Nature has some safeguards of her own, including a genetic script for corals that may have helped them ride out past environmental disruptions. Many reef builders evolve through hybridization—when different species mix genes. As Veron puts it, "everything is always on its way to becoming something else." On the reef, about a third of the corals reproduce in annual mass spawning. During such events, as many as 35 species on a single patch of reef release their egg and sperm bundles simultaneously, which means millions of gametes from genetically different parents mingle in a slick at the ocean surface. "This provides outstanding opportunities to produce hybrids," explains marine biologist Bette Willis of James Cook University. Especially with climate and ocean chemistry in such flux, she says, hybridization can offer a speedy path to adaptation and hardiness against disease.

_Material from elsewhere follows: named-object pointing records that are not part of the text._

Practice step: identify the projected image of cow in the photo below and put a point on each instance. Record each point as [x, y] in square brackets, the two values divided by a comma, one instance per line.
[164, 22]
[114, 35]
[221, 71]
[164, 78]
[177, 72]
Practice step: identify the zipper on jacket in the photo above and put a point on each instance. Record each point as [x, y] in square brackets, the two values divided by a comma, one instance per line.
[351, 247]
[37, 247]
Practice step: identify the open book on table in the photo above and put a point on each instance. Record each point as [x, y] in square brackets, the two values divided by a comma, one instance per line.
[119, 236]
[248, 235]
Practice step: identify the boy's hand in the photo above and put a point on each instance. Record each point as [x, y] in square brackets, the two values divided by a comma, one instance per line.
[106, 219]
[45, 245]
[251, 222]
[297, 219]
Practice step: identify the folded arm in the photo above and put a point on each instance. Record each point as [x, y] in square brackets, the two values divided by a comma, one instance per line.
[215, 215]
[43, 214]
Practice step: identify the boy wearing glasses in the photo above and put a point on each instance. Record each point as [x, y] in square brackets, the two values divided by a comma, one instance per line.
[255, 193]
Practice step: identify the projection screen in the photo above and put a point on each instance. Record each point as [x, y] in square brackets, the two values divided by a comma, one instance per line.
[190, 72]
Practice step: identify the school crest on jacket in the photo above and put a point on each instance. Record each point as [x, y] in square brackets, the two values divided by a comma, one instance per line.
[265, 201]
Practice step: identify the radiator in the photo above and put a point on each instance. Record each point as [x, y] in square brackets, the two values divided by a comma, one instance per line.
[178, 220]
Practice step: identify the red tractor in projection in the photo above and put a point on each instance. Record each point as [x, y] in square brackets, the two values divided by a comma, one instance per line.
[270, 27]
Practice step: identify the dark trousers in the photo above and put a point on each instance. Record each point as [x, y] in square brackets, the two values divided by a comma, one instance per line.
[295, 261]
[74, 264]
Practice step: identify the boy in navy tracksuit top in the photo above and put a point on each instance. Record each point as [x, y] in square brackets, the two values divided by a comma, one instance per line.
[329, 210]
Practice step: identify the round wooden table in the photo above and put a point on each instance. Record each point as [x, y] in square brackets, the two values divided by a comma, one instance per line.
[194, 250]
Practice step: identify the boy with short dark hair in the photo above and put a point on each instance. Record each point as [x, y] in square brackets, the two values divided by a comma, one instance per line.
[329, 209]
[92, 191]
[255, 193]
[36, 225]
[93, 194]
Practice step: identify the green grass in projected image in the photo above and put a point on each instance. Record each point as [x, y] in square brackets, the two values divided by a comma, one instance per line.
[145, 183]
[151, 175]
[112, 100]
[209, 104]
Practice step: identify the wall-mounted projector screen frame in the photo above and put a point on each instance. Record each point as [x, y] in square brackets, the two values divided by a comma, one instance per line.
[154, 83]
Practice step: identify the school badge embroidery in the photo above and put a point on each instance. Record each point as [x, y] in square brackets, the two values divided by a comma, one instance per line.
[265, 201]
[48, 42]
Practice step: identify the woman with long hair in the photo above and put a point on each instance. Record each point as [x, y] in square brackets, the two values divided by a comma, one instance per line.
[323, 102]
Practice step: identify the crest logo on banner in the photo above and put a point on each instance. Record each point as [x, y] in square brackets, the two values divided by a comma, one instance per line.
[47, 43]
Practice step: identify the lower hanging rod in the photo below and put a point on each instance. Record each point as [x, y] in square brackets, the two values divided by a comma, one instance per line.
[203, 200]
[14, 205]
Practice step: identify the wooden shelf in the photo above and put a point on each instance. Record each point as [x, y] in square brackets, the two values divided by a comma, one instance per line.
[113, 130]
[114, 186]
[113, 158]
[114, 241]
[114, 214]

Indeed, one lesson is that despite today's weighty threats, the Great Barrier Reef won't easily crumble. It has, after all, toughed it out through catastrophic change before. And all kinds of marine life are around to help keep the reef whole. In studies conducted in 2007, scientists found that where grazing fish thrive, so do corals, especially in waters polluted with excess nutrients. "If you take away herbivores, say through overfishing, seaweed replaces corals," says Hughes. If voracious vegetarians are protected, corals can prevail.
A human visitor to the reef can see the fish doing their vital job. In dappled afternoon light toward the reef's northern tip, palatial walls of coral tower over a rare species of batfish, long finned and masked in black, that nibbles back strands of sargassum. And a school of parrotfish—fused teeth like wire cutters—chip away noisily at the rocks, where algae in mats of green and red have quietly taken hold.